Abstract: Fine-tuning Vision-Language-Action (VLA) models for mobile manipulators with heterogeneous joint spaces can produce a counterintuitive result: the checkpoint with the lowest aggregate MSE is not the one that performs best on the real robot. We argue this is a predictable consequence of collapsing heterogeneous joint groups (arm, gripper, head, wheeled base) into a single metric, where easy-to-predict joints can mask joints that still fail.
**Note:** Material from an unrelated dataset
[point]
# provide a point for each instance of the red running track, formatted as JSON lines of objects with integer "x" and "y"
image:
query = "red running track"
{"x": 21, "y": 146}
We fine-tune SmolVLA (450M) end-to-end on the 11-DoF Toyota HSR and compare it against $\pi_{0.5}$ (3.3B), a stronger pretrained baseline. Per-group analysis exposes two patterns: in SmolVLA, the mobile base converges slowest and limits overall performance. In expert-only fine-tuning of $\pi_{0.5}$ (training only the action head, backbone frozen), total MSE drops below the baseline but arm accuracy degrades. On 60 real-robot trials (20 per model), $\pi_{0.5}$ 80k (4.0/4) significantly outperforms both fine-tuned variants (expert-only 3k: 3.75/4; HSR-SmolVLA: 3.5/4; Mann-Whitney $p \leq 0.010$), despite expert-only 3k having the lowest total MSE. This separation is most consistent with the offline arm-group error, not total MSE or base-group error. We conclude that per-group error is a more reliable signal than total MSE for checkpoint selection on robots with heterogeneous action spaces.